CV: I use pacing. I like little cliff-hanger chapter breaks. I like to end with a “gunshot moment,” a shocking image or event. Let the reader absorb it. Smell, memory is tied to smell. I try to ask myself “How long can I draw this out?” Very slow. When your worries are actually confirmed, the suspense is over.

Steve Rasnic Tem read from their forthcoming book, The Man on the Ceiling, a metafiction novel about writing. Melanie Tem provided comments regarding the chapter, “Down the Dark Stairs.”

MT: Suspense is in the language. The use of time, as non-linear, non-chronological, even just the verb tense can add suspense. It invites the reader to fill in the gaps. A series of images [starting with crashing planes] moves from things that are scary in real life toward fantasy characters with spoolky elements. Juxtapose a beautiful image with “I want him alive.” The use of detail–observe something closely, then take it into a fantastic or mystery realm.

Writing exercise: Write down something that doesn’t scare you. Find a partner.
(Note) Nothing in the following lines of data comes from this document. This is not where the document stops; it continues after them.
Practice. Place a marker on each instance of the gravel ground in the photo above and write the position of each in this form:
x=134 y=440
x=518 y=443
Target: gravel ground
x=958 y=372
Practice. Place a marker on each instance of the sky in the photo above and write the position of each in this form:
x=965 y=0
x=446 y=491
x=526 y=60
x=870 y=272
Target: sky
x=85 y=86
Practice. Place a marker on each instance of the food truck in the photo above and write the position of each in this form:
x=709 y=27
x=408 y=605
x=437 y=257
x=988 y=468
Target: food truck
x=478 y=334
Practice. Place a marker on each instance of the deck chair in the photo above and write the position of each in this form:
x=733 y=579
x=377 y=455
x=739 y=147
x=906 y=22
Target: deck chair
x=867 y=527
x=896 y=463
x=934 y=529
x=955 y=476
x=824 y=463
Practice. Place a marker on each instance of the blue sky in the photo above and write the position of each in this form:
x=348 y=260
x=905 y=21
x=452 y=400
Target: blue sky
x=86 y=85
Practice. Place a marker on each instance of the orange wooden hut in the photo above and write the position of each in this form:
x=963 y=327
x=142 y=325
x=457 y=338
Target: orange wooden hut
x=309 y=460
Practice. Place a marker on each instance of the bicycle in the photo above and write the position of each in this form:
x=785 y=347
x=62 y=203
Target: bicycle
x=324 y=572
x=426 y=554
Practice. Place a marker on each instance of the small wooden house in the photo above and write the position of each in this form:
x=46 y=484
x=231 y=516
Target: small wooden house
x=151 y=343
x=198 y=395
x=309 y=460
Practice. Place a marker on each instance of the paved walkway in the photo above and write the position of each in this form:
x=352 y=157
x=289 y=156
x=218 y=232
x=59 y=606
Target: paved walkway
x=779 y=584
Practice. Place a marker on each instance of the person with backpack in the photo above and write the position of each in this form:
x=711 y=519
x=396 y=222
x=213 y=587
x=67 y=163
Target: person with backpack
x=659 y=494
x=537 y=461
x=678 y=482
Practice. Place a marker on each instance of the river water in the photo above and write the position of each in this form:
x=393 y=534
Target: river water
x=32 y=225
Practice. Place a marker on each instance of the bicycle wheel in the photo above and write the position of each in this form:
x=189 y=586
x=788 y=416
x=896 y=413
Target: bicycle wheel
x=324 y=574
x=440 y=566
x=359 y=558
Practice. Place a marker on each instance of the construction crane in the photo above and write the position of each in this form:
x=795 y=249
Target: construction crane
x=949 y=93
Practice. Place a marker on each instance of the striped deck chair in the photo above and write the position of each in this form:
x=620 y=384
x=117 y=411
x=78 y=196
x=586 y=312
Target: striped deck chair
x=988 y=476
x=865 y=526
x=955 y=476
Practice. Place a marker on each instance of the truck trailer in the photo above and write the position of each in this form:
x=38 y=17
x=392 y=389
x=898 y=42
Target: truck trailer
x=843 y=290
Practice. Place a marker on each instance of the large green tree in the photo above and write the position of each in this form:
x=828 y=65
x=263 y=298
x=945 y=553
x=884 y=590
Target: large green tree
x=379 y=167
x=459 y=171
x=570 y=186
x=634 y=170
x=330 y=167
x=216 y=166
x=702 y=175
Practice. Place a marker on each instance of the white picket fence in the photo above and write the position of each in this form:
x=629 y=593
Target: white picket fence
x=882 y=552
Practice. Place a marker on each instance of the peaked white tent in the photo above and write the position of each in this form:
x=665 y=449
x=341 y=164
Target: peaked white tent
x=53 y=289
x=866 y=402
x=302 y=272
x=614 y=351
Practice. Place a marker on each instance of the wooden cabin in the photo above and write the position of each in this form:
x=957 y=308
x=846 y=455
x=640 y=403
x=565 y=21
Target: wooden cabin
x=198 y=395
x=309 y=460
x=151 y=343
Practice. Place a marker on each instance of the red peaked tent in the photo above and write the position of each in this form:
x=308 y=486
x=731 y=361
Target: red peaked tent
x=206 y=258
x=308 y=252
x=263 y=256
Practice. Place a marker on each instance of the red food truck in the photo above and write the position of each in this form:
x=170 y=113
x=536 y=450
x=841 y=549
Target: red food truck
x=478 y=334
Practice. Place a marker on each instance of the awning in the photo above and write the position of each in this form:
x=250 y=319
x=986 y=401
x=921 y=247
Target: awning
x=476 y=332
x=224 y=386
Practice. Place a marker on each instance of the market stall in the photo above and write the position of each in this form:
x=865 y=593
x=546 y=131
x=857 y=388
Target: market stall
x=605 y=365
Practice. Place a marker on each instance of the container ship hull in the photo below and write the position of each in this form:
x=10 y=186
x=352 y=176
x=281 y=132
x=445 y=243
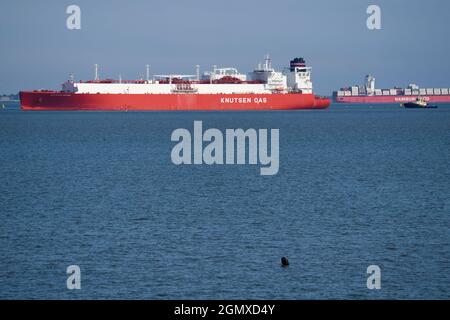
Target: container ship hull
x=160 y=102
x=369 y=94
x=390 y=99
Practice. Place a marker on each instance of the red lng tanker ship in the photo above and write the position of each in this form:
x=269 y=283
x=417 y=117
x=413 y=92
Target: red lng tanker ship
x=368 y=94
x=219 y=89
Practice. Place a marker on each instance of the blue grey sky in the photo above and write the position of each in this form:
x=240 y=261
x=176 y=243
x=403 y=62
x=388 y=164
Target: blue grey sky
x=38 y=51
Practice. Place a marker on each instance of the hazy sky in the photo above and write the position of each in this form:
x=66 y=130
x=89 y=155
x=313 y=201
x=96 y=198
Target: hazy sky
x=38 y=51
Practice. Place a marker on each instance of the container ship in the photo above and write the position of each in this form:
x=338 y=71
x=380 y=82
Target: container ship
x=218 y=89
x=368 y=94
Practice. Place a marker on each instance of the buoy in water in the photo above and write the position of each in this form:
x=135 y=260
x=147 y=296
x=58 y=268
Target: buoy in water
x=284 y=262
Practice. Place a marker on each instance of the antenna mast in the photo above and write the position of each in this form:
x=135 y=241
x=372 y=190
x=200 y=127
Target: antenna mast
x=96 y=72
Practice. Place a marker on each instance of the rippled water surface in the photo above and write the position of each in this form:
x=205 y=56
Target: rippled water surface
x=357 y=186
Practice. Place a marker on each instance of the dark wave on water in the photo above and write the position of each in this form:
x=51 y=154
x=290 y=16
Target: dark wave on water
x=357 y=186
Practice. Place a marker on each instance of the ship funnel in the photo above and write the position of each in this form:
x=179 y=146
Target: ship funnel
x=297 y=63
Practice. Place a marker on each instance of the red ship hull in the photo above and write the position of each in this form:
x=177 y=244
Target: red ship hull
x=391 y=99
x=53 y=100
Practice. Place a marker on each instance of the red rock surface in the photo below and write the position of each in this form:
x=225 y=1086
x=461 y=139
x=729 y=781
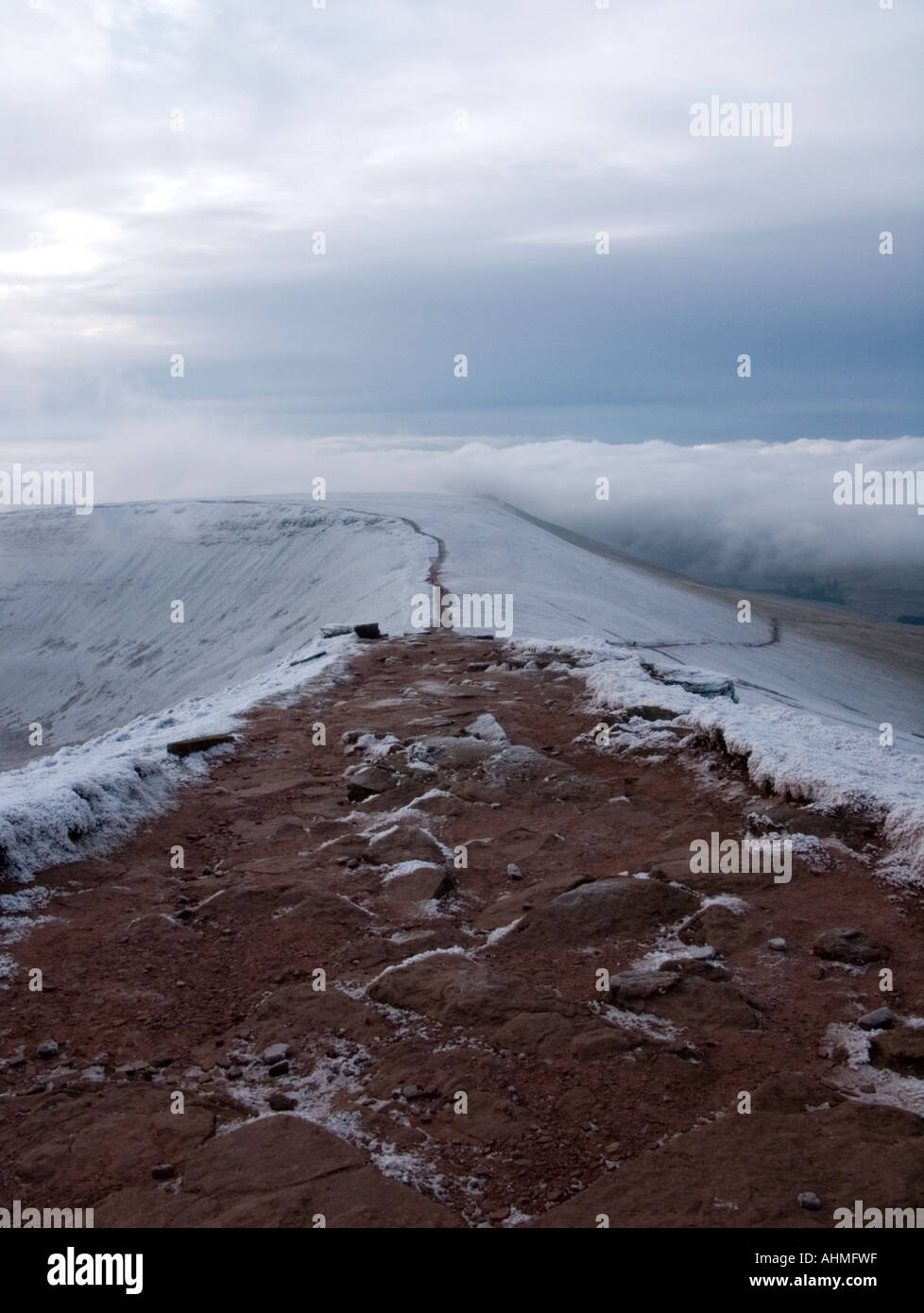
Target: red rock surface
x=448 y=1076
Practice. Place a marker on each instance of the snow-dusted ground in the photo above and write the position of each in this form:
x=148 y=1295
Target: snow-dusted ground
x=87 y=647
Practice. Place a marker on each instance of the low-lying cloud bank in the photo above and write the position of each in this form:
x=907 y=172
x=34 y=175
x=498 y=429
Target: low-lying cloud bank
x=741 y=514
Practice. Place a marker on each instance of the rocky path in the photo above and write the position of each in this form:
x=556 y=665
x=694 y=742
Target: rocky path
x=435 y=959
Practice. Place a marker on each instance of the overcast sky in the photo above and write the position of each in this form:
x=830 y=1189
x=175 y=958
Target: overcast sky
x=125 y=241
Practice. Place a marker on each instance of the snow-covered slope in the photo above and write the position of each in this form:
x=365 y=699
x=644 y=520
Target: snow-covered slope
x=88 y=649
x=85 y=635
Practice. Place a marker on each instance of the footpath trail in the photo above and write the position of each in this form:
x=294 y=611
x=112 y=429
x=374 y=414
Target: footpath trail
x=436 y=959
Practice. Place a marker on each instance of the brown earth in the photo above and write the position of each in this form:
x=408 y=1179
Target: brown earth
x=451 y=1053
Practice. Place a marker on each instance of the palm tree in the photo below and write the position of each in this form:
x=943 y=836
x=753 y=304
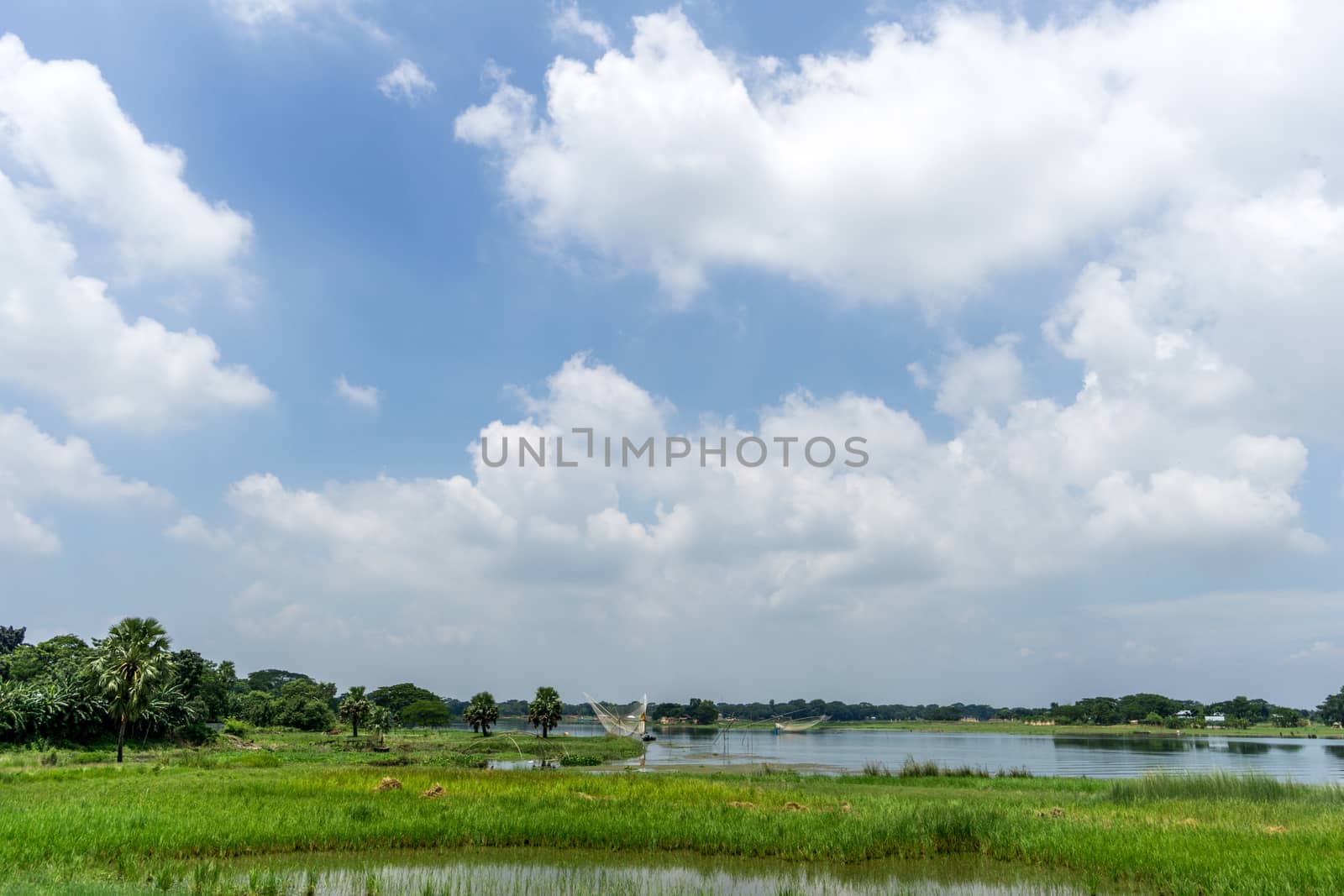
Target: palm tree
x=355 y=705
x=381 y=720
x=546 y=710
x=132 y=664
x=481 y=712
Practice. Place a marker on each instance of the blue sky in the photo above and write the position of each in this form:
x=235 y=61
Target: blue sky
x=1085 y=316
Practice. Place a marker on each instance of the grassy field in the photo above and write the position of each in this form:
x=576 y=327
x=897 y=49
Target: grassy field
x=102 y=829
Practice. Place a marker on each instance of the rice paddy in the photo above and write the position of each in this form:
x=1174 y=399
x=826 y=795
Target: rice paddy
x=181 y=828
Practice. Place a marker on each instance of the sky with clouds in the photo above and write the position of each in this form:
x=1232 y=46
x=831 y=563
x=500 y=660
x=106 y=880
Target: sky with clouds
x=270 y=270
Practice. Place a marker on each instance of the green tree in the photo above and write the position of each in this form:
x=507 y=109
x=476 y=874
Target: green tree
x=1285 y=718
x=381 y=720
x=259 y=708
x=481 y=712
x=273 y=680
x=396 y=698
x=703 y=712
x=11 y=638
x=425 y=714
x=1332 y=708
x=306 y=705
x=544 y=711
x=132 y=664
x=58 y=658
x=354 y=708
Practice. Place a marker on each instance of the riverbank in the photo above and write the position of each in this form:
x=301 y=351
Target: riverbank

Now turn that image or situation into something scary.

[I wrote, “Picking out good chocolate at the grocery store.” My partner Carol turned it into a mystery starter–chocolate with which to conceal the taste of poison.

Carol wrote “I look in the mirror, examine my aging face, once again, with dismay.”

I said, “That’s too easy.”

She said, “I’m not happy about it, but it doesn’t frighten me.”

I wrote this:

I look in the mirror, examine my aging face, once again, with dismay.
It doesn’t frighten me anymore, knowing that I will die, watching the
changes in my face, and the accompanying changes in the image behind me:
the old cottonwoods I used to play in as a child are gone, replaced with
an apartment building, hundreds of miles from the ocean, decorated with
an anchor, plastic, painted black. The sky has a quality, a
dis-quality, dull brownness, dust. Bright colors–I’ve grown used to
losing them, replacing htem with a rainbow of browns, tans, beiges.

It’s the mirror. It’s become hazed. Did I always look this way? Do I
really look this way now?]

One of the writers said that the writer needs to make your characters uncomfortable [beforehand] if something terrible is going to happen.